Lady Nina, up close and personal

Well! I spent little time in the many artsy stores along Trade Street, as my hike had made me hungry. I by-passed a rather 
pricey "Bistro" and chose instead the 10 Trade Street Cafe 
and Bakery. It was a good choice! I ordered the special, a very tasty hamburger with Swiss cheese and caramelized onion. As my side I was about to order the potato salad but I asked the waitress if it was very mayonnaise-y. She said, "It's creamy with it." So I decided to try something else and ordered the rather exotic sounding mango cole slaw instead. I was a bit nervous that this too would be drowned in mayo, as are so many sides in this part of the country. In fact the last cole slaw I had (at another homey restaurant in another small North Carolina town) was almost inedible, so sweet and packed with mayo that I couldn't taste the cabbage! 

My lunch at the Cafe - look beyond the burger - the slaw's heavenly!

The Cafe's mango cole slaw was a different story altogether - NO mayo, a very tasty oil and vinegar dressing instead. In fact it was one of the very best cole slaws I've ever et! I pronounced it "heavenly" to the woman at the counter so when I paid my bill, but she mis-heard me and repeated, questioningly, "Heavy???" I corrected her and repeated my praise, after which she told me that many people come to the restaurant JUST for the unique slaw - they were right to!

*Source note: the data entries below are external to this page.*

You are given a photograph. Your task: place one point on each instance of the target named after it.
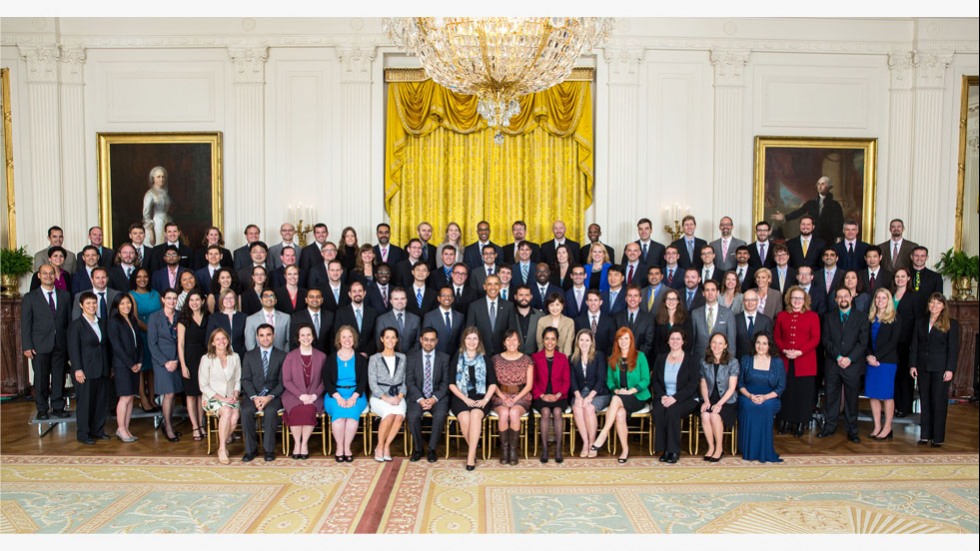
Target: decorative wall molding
(729, 66)
(249, 63)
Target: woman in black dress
(473, 382)
(192, 336)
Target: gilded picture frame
(786, 173)
(192, 195)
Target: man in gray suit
(749, 323)
(262, 386)
(44, 336)
(726, 245)
(427, 381)
(268, 314)
(447, 322)
(406, 323)
(710, 319)
(56, 236)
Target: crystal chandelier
(498, 59)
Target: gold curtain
(442, 165)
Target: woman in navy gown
(761, 383)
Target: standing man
(262, 386)
(427, 383)
(845, 341)
(89, 354)
(726, 245)
(44, 336)
(897, 251)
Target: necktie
(427, 377)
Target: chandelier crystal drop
(498, 59)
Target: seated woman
(220, 379)
(588, 386)
(628, 377)
(302, 381)
(719, 381)
(515, 375)
(762, 382)
(674, 380)
(386, 379)
(473, 382)
(551, 382)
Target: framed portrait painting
(790, 171)
(155, 178)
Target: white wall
(301, 106)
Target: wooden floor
(19, 437)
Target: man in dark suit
(242, 255)
(88, 351)
(474, 255)
(491, 316)
(640, 322)
(168, 276)
(614, 299)
(519, 230)
(359, 316)
(185, 256)
(824, 210)
(262, 387)
(594, 318)
(406, 323)
(314, 315)
(760, 251)
(807, 248)
(845, 342)
(688, 246)
(897, 251)
(548, 247)
(594, 233)
(447, 322)
(874, 276)
(427, 384)
(384, 251)
(651, 252)
(44, 336)
(850, 251)
(95, 238)
(748, 323)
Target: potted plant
(961, 269)
(13, 264)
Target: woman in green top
(628, 377)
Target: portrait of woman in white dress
(156, 205)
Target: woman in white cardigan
(220, 378)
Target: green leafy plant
(16, 262)
(958, 264)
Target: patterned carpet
(839, 495)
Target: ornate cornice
(249, 63)
(729, 66)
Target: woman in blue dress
(345, 382)
(761, 383)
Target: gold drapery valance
(442, 164)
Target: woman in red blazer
(797, 335)
(302, 397)
(552, 378)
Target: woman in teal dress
(345, 383)
(147, 302)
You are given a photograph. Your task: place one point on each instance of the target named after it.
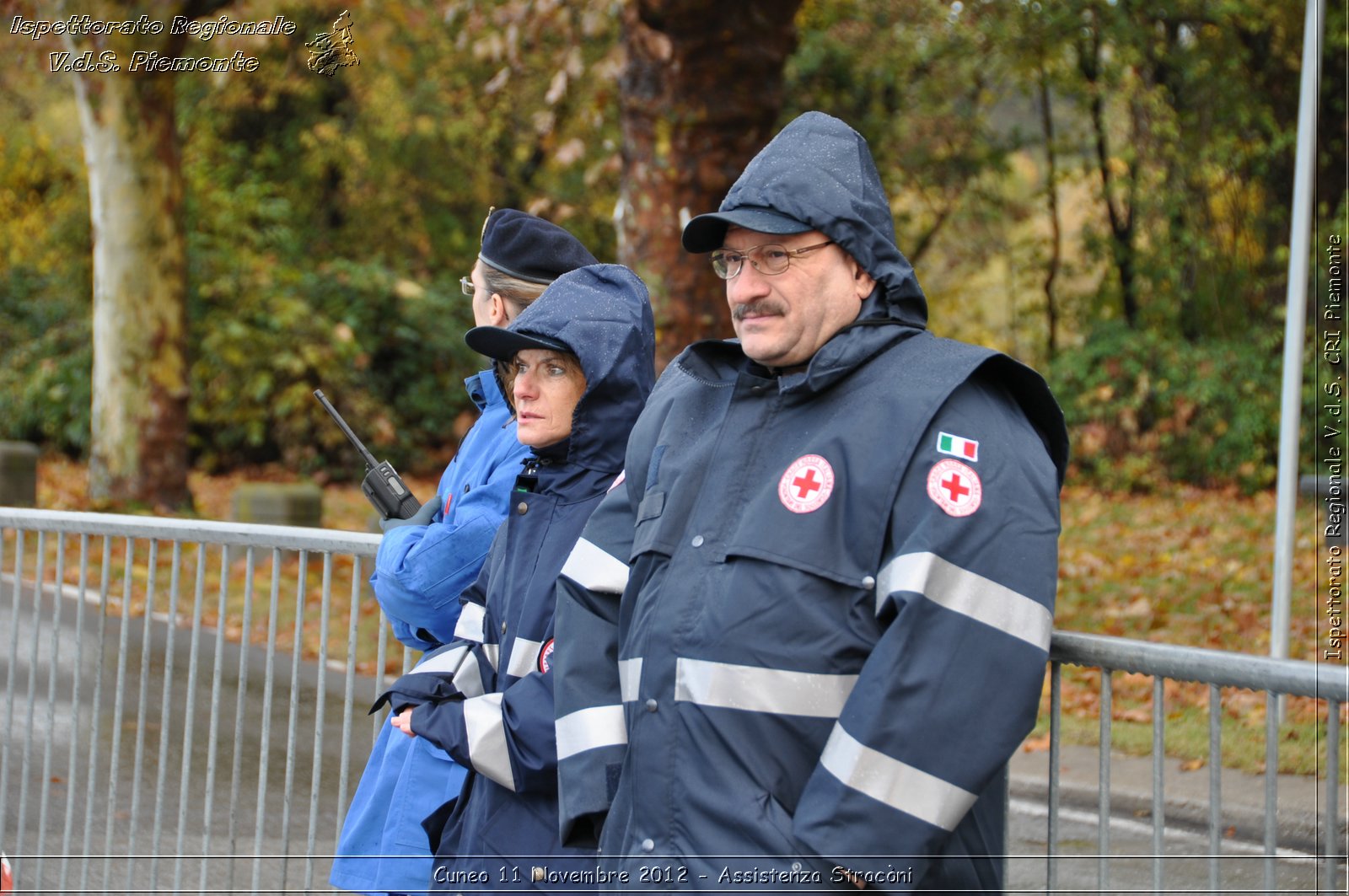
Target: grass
(1186, 566)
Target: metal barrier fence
(101, 657)
(154, 736)
(1218, 669)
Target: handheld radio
(382, 485)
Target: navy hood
(820, 172)
(600, 314)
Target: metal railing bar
(209, 530)
(1271, 786)
(165, 711)
(105, 590)
(269, 678)
(49, 741)
(250, 566)
(33, 693)
(1294, 678)
(189, 714)
(293, 714)
(1214, 784)
(317, 761)
(1158, 779)
(143, 702)
(1104, 824)
(1333, 841)
(76, 713)
(216, 673)
(350, 695)
(10, 667)
(1051, 875)
(119, 703)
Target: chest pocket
(809, 516)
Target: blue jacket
(487, 698)
(420, 572)
(818, 609)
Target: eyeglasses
(769, 258)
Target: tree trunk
(701, 96)
(141, 373)
(1051, 154)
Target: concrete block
(18, 474)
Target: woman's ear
(863, 282)
(498, 312)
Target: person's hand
(420, 518)
(404, 722)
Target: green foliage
(1144, 409)
(45, 382)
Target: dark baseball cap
(706, 233)
(503, 345)
(529, 247)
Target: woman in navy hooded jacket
(425, 563)
(487, 698)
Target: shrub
(1144, 409)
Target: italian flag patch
(949, 444)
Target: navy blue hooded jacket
(487, 696)
(818, 610)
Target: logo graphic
(331, 51)
(955, 487)
(949, 444)
(806, 485)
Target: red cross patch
(806, 485)
(955, 487)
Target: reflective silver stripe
(748, 687)
(486, 732)
(895, 783)
(969, 594)
(443, 663)
(470, 625)
(469, 680)
(524, 657)
(629, 679)
(593, 568)
(589, 729)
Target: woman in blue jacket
(579, 368)
(425, 563)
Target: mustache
(760, 308)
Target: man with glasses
(799, 642)
(427, 561)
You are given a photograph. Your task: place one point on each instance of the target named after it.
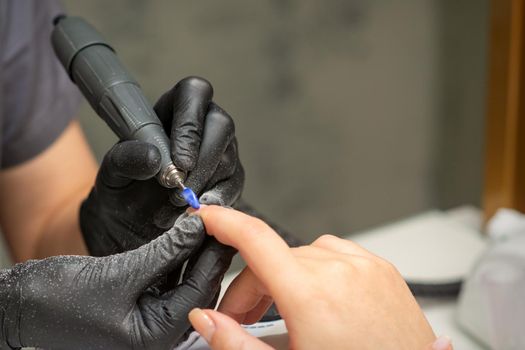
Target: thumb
(222, 332)
(127, 161)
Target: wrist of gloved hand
(79, 302)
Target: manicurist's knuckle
(195, 83)
(325, 239)
(220, 118)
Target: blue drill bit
(190, 198)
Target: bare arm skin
(40, 199)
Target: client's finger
(246, 299)
(267, 255)
(221, 332)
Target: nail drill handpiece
(111, 90)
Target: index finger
(184, 108)
(264, 251)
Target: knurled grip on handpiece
(112, 92)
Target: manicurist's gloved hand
(127, 207)
(78, 302)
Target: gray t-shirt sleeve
(39, 100)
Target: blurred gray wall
(349, 113)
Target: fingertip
(203, 324)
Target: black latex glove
(78, 302)
(127, 207)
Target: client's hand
(332, 294)
(79, 302)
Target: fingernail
(191, 211)
(202, 323)
(442, 343)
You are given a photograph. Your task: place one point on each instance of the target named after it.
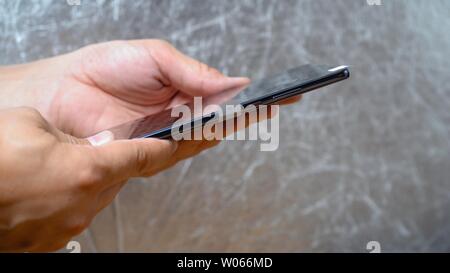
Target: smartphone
(268, 91)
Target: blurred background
(365, 160)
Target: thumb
(189, 75)
(131, 158)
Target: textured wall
(367, 159)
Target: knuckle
(77, 225)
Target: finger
(189, 75)
(123, 159)
(107, 196)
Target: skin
(53, 181)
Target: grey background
(367, 159)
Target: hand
(52, 181)
(103, 85)
(53, 184)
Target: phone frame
(335, 74)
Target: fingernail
(101, 138)
(174, 146)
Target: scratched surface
(368, 159)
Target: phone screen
(267, 91)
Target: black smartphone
(268, 91)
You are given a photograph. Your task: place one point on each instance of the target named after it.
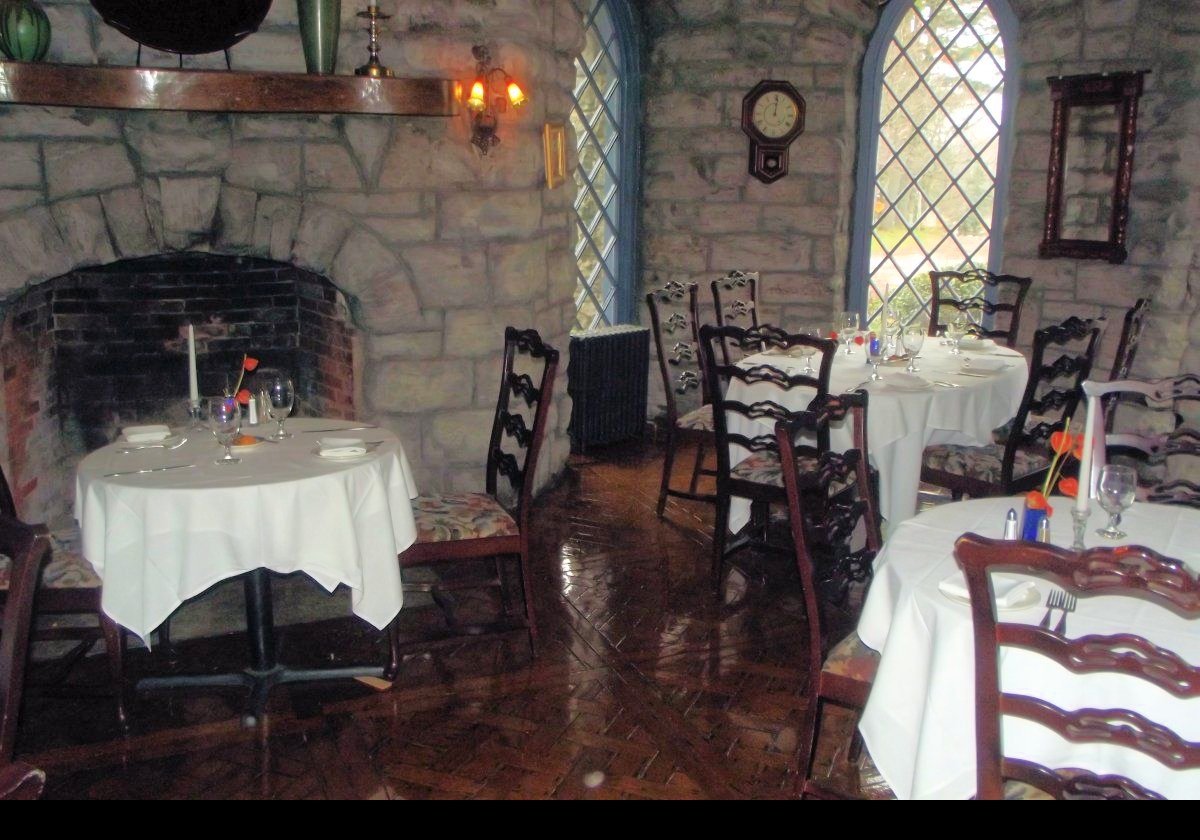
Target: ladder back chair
(736, 304)
(749, 426)
(673, 321)
(1051, 396)
(70, 586)
(833, 514)
(24, 551)
(1125, 571)
(981, 295)
(465, 528)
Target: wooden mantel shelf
(156, 89)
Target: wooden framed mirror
(1091, 165)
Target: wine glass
(280, 396)
(225, 421)
(847, 328)
(1116, 491)
(913, 337)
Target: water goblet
(1116, 490)
(913, 337)
(280, 397)
(225, 421)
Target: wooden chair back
(979, 294)
(1126, 571)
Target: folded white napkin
(1009, 591)
(985, 365)
(342, 448)
(145, 433)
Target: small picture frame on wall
(553, 139)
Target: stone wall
(436, 247)
(703, 214)
(1089, 36)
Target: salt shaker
(1011, 525)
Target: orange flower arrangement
(247, 366)
(1065, 445)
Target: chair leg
(696, 468)
(114, 648)
(667, 463)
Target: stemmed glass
(913, 337)
(847, 328)
(1116, 490)
(280, 396)
(225, 421)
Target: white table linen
(159, 539)
(899, 424)
(919, 720)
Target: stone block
(235, 217)
(126, 215)
(265, 167)
(449, 275)
(511, 213)
(77, 168)
(82, 223)
(407, 388)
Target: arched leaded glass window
(935, 123)
(605, 120)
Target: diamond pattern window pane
(597, 118)
(937, 150)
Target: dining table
(163, 522)
(918, 724)
(952, 399)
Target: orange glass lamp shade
(516, 96)
(478, 99)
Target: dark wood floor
(646, 687)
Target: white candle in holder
(193, 390)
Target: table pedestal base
(267, 672)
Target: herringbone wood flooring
(646, 685)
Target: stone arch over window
(605, 118)
(940, 83)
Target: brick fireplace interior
(105, 347)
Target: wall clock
(773, 117)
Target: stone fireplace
(403, 253)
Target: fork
(1068, 605)
(1055, 600)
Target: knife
(153, 469)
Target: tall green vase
(321, 23)
(24, 30)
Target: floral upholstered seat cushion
(66, 570)
(850, 658)
(700, 420)
(461, 516)
(982, 462)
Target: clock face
(774, 114)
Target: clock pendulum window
(772, 117)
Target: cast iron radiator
(606, 379)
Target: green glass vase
(321, 23)
(24, 30)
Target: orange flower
(1062, 442)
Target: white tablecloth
(919, 720)
(159, 539)
(899, 424)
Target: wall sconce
(492, 91)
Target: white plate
(1031, 598)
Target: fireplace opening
(105, 347)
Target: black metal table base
(265, 672)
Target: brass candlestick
(373, 67)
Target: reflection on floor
(646, 687)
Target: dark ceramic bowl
(185, 27)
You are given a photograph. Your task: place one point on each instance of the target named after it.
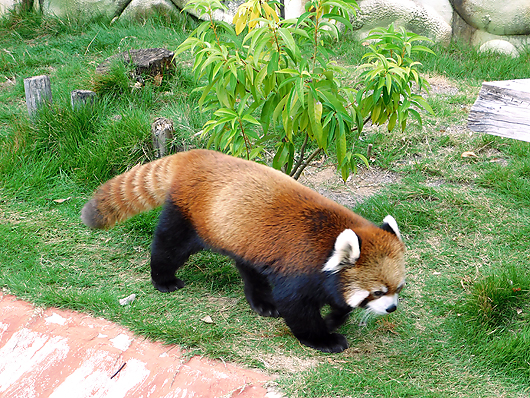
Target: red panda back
(258, 213)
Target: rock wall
(492, 25)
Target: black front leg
(337, 317)
(257, 290)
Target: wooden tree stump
(503, 108)
(162, 133)
(152, 61)
(81, 98)
(38, 91)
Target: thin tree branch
(306, 163)
(301, 158)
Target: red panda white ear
(347, 251)
(390, 225)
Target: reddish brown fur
(239, 206)
(283, 236)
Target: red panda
(296, 250)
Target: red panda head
(371, 266)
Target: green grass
(462, 326)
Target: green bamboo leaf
(279, 108)
(315, 114)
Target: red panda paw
(264, 308)
(169, 286)
(332, 343)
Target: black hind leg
(337, 317)
(257, 290)
(174, 241)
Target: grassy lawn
(463, 326)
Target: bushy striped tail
(142, 188)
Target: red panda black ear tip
(390, 225)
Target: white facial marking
(380, 305)
(392, 224)
(347, 250)
(357, 298)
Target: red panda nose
(392, 308)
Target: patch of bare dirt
(367, 182)
(292, 364)
(441, 85)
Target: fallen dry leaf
(62, 200)
(469, 154)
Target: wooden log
(162, 133)
(503, 108)
(38, 91)
(152, 61)
(81, 98)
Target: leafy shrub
(277, 86)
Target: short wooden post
(162, 133)
(80, 98)
(38, 90)
(502, 108)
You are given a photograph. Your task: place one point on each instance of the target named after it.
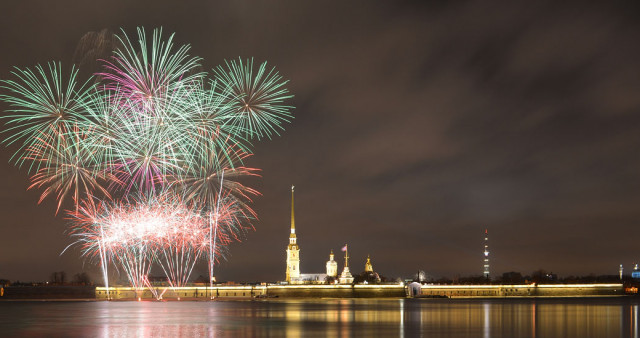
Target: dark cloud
(417, 126)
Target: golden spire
(368, 267)
(293, 220)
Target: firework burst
(150, 152)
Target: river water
(611, 317)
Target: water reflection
(326, 317)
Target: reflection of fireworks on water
(157, 136)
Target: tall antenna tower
(486, 254)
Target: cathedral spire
(293, 220)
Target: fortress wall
(314, 291)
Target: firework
(149, 152)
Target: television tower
(486, 254)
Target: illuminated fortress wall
(204, 293)
(367, 291)
(524, 290)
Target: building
(486, 254)
(332, 266)
(293, 250)
(346, 277)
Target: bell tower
(293, 251)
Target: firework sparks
(154, 132)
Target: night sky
(416, 127)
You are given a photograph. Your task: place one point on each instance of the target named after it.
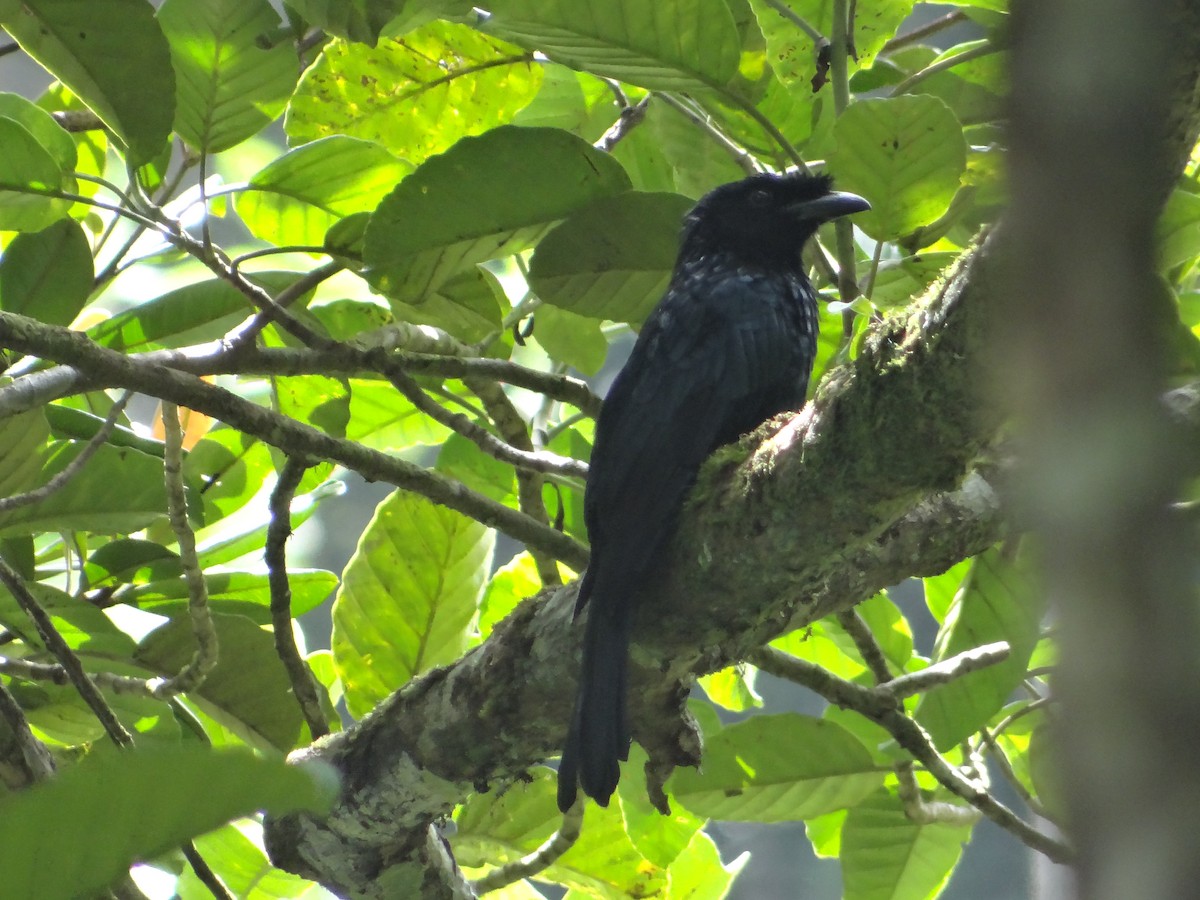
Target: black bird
(730, 345)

The lunch crowd at the Cafe - notice that they're almost all
facing away from me...FINE! Just the way I like it!

After lunch I walked back down Trade Street, hopped back in the car and drove off, thinking about it one of the Stage Manager's lines in Our Town: "Nice place, know what I mean?"  I drove back through Landrum, but I was tired, it was already getting on towards 2 pm, so I promised myself that I'd visit there another time. 

And so I shall! And if Dottore Gianni insists, you may see another blog post on it, but only after I've blogged on and on about my European adventure.